AMPLab Big Data Benchmark API

Tags reference python-api custom-benchmark

Complete Python API reference for the AMPLab Big Data Benchmark.

Overview

The AMPLab Big Data Benchmark tests the performance of big data processing systems using realistic web analytics workloads. Developed by UC Berkeley’s AMPLab, this benchmark focuses on three core patterns: scanning, joining, and analytics operations on web-scale data.

Key Features:

  • Web Analytics Workload: Models internet-scale data processing

  • Three Query Types: Scan, Join, and Analytics patterns

  • Simple Schema: 3 tables (Rankings, UserVisits, Documents)

  • Scalable: From 100MB (SF 0.01) to multi-TB (SF 100+)

  • Big Data Focus: Designed for distributed processing systems

Reference: https://amplab.cs.berkeley.edu/benchmark/

Quick Start

from benchbox.amplab import AMPLab
from benchbox.platforms.duckdb import DuckDBAdapter

# Create benchmark
benchmark = AMPLab(scale_factor=0.1)
benchmark.generate_data()

# Run benchmark
adapter = DuckDBAdapter()
results = adapter.run_benchmark(benchmark)

API Reference

AMPLab Class

class AMPLab(scale_factor=1.0, output_dir=None, **kwargs)[source]

Bases: BaseBenchmark

AMPLab Big Data Benchmark implementation.

Provides AMPLab Big Data Benchmark implementation, including data generation and access to scan, join, and analytical queries for web analytics data.

Reference: AMPLab Big Data Benchmark - https://amplab.cs.berkeley.edu/benchmark/

__init__(scale_factor=1.0, output_dir=None, **kwargs)[source]

Initialize AMPLab Big Data Benchmark instance.

Parameters:
  • scale_factor (float) – Scale factor for the benchmark (1.0 = ~1GB)

  • output_dir (str | Path | None) – Directory to output generated data files

  • **kwargs – Additional implementation-specific options

generate_data()[source]

Generate AMPLab Big Data Benchmark data.

Returns:

A list of paths to the generated data files

Return type:

list[str | Path]

get_queries(dialect=None)[source]

Get all AMPLab Big Data Benchmark queries.

Parameters:

dialect (str | None) – Target SQL dialect for query translation.
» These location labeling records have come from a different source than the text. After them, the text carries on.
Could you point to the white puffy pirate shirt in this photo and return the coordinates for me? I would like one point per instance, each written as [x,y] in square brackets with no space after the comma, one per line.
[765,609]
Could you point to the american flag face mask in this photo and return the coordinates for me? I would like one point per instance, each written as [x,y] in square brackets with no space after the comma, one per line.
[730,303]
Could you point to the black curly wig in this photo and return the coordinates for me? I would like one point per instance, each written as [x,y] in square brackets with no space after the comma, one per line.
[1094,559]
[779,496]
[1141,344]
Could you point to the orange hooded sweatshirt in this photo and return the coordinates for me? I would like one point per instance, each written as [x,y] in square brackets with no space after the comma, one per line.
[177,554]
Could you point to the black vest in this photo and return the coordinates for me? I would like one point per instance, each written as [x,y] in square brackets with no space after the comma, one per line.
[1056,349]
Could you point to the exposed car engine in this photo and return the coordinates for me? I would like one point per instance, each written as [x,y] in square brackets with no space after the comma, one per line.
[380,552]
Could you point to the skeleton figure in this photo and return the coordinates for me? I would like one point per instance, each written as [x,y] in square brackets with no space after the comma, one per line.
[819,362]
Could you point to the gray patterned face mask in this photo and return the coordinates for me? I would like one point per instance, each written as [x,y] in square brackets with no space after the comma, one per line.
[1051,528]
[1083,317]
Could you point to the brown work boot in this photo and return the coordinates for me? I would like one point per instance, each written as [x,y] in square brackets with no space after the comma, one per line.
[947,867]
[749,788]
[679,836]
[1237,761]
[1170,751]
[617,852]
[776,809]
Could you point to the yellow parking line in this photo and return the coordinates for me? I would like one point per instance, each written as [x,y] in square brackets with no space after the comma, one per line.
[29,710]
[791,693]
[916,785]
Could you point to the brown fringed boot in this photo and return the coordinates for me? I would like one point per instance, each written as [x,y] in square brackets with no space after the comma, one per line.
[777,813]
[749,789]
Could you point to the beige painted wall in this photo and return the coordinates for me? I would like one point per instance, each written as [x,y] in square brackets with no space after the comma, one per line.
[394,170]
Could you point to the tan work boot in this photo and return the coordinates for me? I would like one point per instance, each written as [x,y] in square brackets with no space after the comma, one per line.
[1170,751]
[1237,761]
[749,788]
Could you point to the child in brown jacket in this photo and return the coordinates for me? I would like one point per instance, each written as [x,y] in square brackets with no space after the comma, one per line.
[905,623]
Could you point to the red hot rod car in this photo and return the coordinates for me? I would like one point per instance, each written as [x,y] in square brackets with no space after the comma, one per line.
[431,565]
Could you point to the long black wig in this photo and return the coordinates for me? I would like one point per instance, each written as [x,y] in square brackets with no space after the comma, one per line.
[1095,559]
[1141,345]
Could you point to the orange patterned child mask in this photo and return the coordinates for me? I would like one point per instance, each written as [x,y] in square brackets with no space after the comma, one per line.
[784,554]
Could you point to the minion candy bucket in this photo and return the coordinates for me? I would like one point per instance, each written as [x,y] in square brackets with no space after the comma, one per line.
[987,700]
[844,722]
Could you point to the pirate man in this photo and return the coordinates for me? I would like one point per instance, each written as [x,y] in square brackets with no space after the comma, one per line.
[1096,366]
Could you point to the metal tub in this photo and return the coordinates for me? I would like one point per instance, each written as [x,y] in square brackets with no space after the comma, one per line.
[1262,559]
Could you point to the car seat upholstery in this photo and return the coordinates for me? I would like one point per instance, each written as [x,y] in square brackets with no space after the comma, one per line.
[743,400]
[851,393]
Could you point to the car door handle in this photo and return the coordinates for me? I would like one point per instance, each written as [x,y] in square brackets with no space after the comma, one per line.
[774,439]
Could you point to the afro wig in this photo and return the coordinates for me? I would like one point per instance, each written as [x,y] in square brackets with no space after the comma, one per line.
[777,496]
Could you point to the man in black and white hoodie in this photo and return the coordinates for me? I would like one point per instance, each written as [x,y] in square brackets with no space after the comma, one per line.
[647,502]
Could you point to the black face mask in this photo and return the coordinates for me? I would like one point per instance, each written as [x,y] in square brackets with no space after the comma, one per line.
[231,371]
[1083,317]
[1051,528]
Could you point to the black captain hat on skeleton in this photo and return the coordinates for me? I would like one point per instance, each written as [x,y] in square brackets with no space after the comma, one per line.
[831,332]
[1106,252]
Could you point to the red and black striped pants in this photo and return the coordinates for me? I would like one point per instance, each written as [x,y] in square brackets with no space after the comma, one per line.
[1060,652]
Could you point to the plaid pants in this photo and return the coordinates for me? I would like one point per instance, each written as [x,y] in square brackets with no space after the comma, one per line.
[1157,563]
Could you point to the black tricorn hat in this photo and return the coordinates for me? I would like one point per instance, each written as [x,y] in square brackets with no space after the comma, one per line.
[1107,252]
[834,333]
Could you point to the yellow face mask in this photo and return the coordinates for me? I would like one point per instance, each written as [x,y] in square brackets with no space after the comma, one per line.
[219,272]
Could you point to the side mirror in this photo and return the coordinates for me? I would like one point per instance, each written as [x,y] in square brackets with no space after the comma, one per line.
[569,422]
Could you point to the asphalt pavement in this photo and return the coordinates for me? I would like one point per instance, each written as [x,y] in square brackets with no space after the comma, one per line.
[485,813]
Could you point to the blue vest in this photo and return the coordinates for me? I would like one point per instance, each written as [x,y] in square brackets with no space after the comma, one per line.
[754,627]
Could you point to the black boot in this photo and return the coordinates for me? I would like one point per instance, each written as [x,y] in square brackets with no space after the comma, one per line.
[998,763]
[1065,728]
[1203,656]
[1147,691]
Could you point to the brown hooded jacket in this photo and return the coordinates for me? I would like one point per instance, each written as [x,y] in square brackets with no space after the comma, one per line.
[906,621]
If None, returns original queries.

Returns:

Dictionary mapping query IDs to query strings

Return type:

dict[str, str]

get_query(query_id, *, params=None)[source]

Get specific AMPLab Big Data Benchmark query.

Parameters:
  • query_id (int | str) – ID of the query to retrieve (1-5)

  • params (dict[str, Any] | None) – Optional parameters to customize the query

Returns:

Query string

Raises:

ValueError – If query_id is invalid

Return type:

str

get_schema()[source]

Get AMPLab Big Data Benchmark schema.

Returns:

List of dictionaries describing the tables in the schema

Return type:

list[dict]

get_create_tables_sql(dialect='standard', tuning_config=None)[source]

Get SQL to create all AMPLab Big Data Benchmark tables.

Parameters:
  • dialect (str) – SQL dialect to use

  • tuning_config – Unified tuning configuration for constraint settings

Returns:

SQL script for creating all tables

Return type:

str

apply_verbosity(settings)

Apply verbosity settings to the mixin consumer.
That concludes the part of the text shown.